Because of the shame around my substance use and the relapse, I hid it from Travis, my husband. And even though hiding my substance use, in my waking life, is one of the worst mistakes I have ever made, I did it all again. I wanted to hide my experiences, to hide my sadness, to hide my shame, to protect Travis and myself from the repercussions of my decision to use again, after all these years of sobriety. I went through extraordinary measures to prevent Travis from finding out about my relapse, but ultimately he did found out and he was completely devastated by it. He was so hurt by the fact I didn't feel comfortable telling him that I had relapsed.
Travis was livid. He was so angry, he refused to even look at me, let alone talk to me for the rest of the entirety of the dream. I remember doing anything and trying everything I could just to get him to talk to me, just to say one thing, anything. It didn't matter what it was, as long as he said something to me, I'd do it.

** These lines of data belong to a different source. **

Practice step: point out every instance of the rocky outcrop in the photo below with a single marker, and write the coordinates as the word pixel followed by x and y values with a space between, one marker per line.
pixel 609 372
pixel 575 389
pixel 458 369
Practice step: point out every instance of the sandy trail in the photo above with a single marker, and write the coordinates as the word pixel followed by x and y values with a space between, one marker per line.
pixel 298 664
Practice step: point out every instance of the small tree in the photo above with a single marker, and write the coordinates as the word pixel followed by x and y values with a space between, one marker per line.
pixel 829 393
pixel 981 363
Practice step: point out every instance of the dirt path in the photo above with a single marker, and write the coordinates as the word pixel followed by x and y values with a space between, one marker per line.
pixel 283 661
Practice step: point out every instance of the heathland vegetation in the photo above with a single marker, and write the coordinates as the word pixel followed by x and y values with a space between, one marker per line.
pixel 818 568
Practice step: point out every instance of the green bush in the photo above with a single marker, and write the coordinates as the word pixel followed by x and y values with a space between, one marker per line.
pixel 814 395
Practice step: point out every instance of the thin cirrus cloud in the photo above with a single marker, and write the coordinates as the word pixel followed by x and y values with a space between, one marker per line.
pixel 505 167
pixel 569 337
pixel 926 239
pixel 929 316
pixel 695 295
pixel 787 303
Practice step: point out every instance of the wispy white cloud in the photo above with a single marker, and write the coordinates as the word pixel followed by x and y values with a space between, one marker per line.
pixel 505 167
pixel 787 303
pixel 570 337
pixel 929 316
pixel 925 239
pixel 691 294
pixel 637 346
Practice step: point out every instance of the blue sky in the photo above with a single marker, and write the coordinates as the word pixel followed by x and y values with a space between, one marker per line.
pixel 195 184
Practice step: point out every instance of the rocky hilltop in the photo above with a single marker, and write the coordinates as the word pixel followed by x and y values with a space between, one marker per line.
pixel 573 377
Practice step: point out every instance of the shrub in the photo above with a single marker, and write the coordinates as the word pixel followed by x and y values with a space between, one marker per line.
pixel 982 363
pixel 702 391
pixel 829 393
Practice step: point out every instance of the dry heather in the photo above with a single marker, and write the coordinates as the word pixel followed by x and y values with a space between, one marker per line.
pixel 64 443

He never did tell me what he wanted. I knew what it was anyway. He wanted me to have been strong enough to stay sober, to choose him and our lives together, over one single thing, a drug. I couldn’t even do that. I couldn’t do that for him, so he wouldn’t do what I wanted from him. He knew how much it hurt me, that he wouldn’t even look at me, let alone say a single word, and continued to do it. He continued to ignore my mere presence. Honestly, I couldn't blame him. I was just as or more upset with myself than he was with me, but the fact he wouldn't even look at me,stuck with me, and in my head. I ended up having to abandon our marriage and our vows to one another, because I felt that his life would be better without me. That's what we promise, right? We promise to have and to hold, to protect each other, and the only way I could protect him was to leave him. I needed to remove the cancer in his life, and that cancer happened to be me. So, 1 watched him walk away from me, knowing that I would never see him again. And for a brief moment, I felt relief. I was relieved of this weight I had been carrying. He would be happier without me. He would find another love without me. I woke up longing for a hug from him. I just wanted him to hold me. It all felt so real.